Vijai P. Sharma, Ph.D

A lot of people accept their friends just as they are, but when it comes to their partners they tend to be too critical and rather intolerant.

When I told this to a friend, he said, "Of course, you can accept friends just as they are because you are not married to them." He has a point, but research shows that you will do better if you treat your partner as your best friend. Among happily married couples, 70 % of the satisfaction in marriage is derived from the quality of friendship between them. So, it is the quality of friendship that determines if a marriage will survive in the long run.

Many partners think that if only their partner changes a little, their marriage might work. In most cases, waiting for your partner to change is not only futile, but you also run the risk of being burned out and totally frustrated. Asking your partner to change on demand may be more difficult than to demand changing of the guards in London to suit your schedule. It happens on their schedule, not yours. To be serious, acceptance rather than change is the key to a happy marriage.

Andrew Christenson, a noted marriage researcher emphasizes, "loving your partner, not in spite of your differences but because of the difference. It means loving your partner as a package deal, with no line-item veto."

When a marriage starts falling apart, partners search for explanations. They try to figure out what happened in the marriage and how they started drifting away from each other. Often their explanations are inaccurate because they are guided by self-serving interests and based on certain cultural myths. Here are a few examples of inaccurate explanations:

1. "We didn't have much in common," or "We didn't have the same interests." If that were true, you wouldn't have fallen in love in the first place. The fact is that given the same interests or hobbies, one set of partners work as a cohesive team while another set fights over "my way is better than yours."

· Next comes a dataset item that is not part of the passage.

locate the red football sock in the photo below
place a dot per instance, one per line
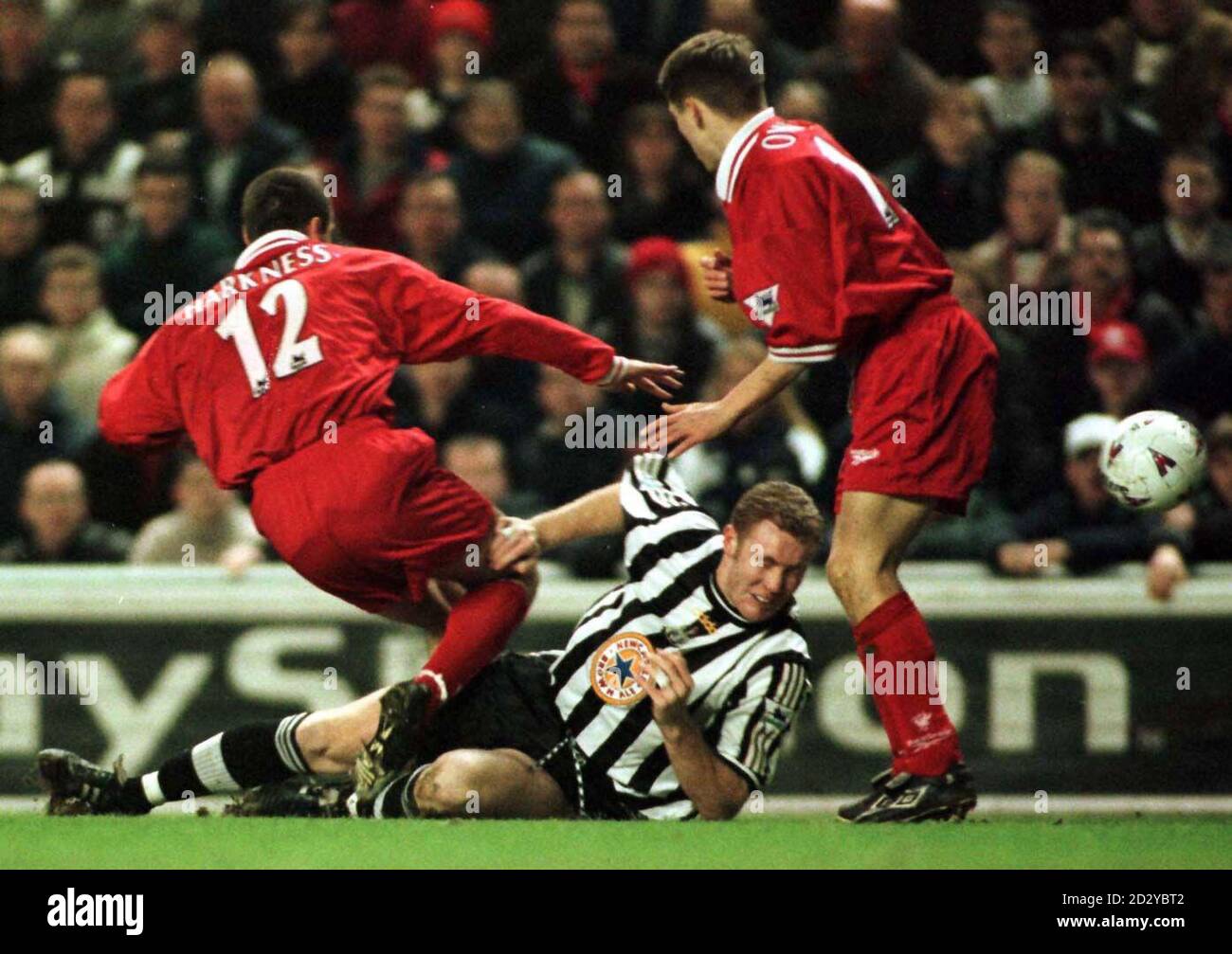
(922, 737)
(479, 628)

2. "He didn't live up to his part of the deal." The fact is that when relationship begins to deteriorate, partners begin to keep score about who did what. When the relationship sours, partners begin to tally the score, for example, "I cooked the dinner, you can at least wash the dishes." In fact, partners in love just help each other without tallying the score.

3. "Our personalities clashed." Take for example John and Jane. When the knot was tied, John used to be a mild mannered and rather unassertive guy and Jane could be described as a strong-willed woman. As years went by, Jane became more and more controlling and John became more and more submissive. The cause of break-up: she saw him as nothing but a wimp and he saw her as a controlling witch. Neither could stand each other any longer. But another couple who we shall also call John and Jane had a different outcome. As years went by, John became more assertive and expressive and Jane began to yield more and more to his wishes and preferences. They lived happily ever after.

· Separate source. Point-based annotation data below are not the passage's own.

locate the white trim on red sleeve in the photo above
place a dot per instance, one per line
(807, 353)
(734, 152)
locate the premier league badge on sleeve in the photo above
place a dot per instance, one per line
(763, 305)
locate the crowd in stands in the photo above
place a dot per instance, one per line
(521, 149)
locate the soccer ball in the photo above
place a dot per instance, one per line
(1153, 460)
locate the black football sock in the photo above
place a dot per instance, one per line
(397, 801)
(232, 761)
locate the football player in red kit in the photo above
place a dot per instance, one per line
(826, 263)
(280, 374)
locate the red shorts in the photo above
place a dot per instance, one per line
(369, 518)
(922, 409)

4. "Everything was going great in our marriage. Then, he (or she) had that affair." It may be accurate if the partner is compulsively promiscuous. Generally, an affair by itself doesn't ruin a marriage. An affair may be the last straw on the proverbial camel's back if the partnership has already ceased to exist. Sometimes, deprived partners, while seeking friendship, support, respect, or understanding stumble upon a relationship and "fall" into it.

5. "We argued all the time. We didn't communicate at all." That is not a cause but an outcome of a relationship that had already become toxic. Happily adjusted couples also ague but they don't inflict so much pain on each other. They stop before the fight gets "bloody" and they are back to normal interaction before the day is over. Some happily married couples dialogue with each other, others resolve a disagreement without any dialogue. If the love and understanding are in place, they work out a system that works for them because they have the willingness to do so.

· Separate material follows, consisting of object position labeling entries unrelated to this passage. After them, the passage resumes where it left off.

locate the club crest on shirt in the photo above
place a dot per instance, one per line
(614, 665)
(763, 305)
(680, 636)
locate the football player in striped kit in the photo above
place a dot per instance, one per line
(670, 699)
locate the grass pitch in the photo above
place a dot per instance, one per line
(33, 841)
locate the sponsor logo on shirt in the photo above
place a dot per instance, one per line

Not understanding the real cause of marital breakup leaves couples exposed to future failures in relationships. Here are a few examples of the real causes of breakups: disillusionment with each other; unrealistic expectation from your partner; abuse; disrespect; intolerance or a rigid and uncompromising attitude on the part of one or both partner.

People who stay married live, on average, four years longer than those who don't. But, there is a downside-if you are unhappily married, your chances of getting sick increase by 35%. So, it pays to change and it pays to accept the other.